Cesar Torres Ramírez is a Mexican potter who specialized in the country Talavera pottery tradition. His work has been featured in books such as Cerámica Y Cultura: The Story of Spanish and Mexican Mayólica of the Museum of International Folk Art in New Mexico, in the Grandes Maestros de Arte Popular Mexicano as a “grand master” by the Fomento Cultural Banamex and as one of Mexico's best artisans in a documentary on Canal Once in Mexico.

In his workshop in Puebla, Torres Ramírez continues the Talavera pottery tradition, which was brought over from Spain and reinterpreted in the city of Puebla. Although there have been some recent innovations, most pieces are still made as they were in the 16th century. The artisan remains faithful to the original forms and decorative designs, best known for his reproduction of antique pieces such as bowls, platters, boxes, fruit bowls, candelabras and large lidded jars called tibores.
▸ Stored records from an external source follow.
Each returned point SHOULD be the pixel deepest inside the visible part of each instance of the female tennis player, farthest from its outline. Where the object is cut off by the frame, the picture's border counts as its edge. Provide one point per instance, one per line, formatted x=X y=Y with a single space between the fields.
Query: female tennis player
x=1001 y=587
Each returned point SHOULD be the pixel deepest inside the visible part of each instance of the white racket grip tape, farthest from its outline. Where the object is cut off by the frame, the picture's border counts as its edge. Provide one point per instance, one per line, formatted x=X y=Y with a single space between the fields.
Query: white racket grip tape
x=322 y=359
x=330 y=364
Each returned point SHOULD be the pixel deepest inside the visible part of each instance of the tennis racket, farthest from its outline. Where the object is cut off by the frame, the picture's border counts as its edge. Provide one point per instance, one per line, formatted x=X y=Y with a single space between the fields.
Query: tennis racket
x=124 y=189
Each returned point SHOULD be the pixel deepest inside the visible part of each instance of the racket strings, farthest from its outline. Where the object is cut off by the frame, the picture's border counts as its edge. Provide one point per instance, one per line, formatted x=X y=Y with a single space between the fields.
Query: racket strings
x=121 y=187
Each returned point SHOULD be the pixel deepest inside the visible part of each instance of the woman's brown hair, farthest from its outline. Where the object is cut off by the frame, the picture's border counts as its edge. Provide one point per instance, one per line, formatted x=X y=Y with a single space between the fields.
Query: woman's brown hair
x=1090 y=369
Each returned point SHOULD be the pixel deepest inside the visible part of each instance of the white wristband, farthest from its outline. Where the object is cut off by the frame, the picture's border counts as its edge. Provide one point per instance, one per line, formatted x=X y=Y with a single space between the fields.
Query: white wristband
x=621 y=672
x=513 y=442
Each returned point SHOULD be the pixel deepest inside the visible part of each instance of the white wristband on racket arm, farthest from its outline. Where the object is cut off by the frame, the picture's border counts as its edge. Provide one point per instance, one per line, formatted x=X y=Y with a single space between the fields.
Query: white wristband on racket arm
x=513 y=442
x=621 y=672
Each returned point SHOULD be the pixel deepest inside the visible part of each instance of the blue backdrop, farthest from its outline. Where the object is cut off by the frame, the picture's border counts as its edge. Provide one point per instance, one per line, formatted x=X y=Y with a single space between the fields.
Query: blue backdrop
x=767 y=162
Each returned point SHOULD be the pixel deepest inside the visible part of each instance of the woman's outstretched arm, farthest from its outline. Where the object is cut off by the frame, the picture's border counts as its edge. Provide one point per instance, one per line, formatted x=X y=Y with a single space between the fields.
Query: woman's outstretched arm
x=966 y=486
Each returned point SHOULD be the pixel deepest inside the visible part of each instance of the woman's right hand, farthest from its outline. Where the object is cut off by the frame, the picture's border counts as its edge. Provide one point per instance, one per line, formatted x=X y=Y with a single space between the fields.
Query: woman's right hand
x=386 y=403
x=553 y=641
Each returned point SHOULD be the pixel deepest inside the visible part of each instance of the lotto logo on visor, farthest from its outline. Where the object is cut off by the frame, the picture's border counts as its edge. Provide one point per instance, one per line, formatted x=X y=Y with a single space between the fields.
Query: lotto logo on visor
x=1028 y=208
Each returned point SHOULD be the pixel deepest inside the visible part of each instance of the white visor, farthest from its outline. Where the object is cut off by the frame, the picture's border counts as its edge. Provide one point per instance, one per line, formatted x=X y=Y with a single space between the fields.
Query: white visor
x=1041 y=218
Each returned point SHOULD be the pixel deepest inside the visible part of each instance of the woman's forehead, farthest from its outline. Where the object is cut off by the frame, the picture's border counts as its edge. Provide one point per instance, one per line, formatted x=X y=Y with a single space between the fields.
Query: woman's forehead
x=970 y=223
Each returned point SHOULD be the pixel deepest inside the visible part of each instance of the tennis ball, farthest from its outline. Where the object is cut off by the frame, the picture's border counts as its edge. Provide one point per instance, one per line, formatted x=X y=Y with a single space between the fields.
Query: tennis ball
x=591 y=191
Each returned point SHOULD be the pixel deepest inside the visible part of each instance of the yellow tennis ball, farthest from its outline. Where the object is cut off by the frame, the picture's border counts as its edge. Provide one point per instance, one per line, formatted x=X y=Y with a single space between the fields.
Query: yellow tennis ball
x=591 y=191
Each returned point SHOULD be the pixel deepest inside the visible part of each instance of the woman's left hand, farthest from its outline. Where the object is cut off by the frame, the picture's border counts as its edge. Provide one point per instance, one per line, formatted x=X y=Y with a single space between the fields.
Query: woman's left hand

He works with white and black clays from the nearby Loreto and Guadalupe hills, using the techniques he was taught by his grandfather. Pieces are made by molding and/or with a potter's wheel. After the pieces take shape, they are left to day in a windowless room for up to a month. Then they spend some time in the sun before they are fired for the first time using modern gas kilns. These pieces are then bathed in a white background glaze of tin and lead. When this is dry, traditional designs in traditional colors (blue, yellow, red, green, black and white) are painted on top. The colors are painted one with paintbrushes of different widths, preferably ones from Japan. When this is dry, the pieces are fired a second time.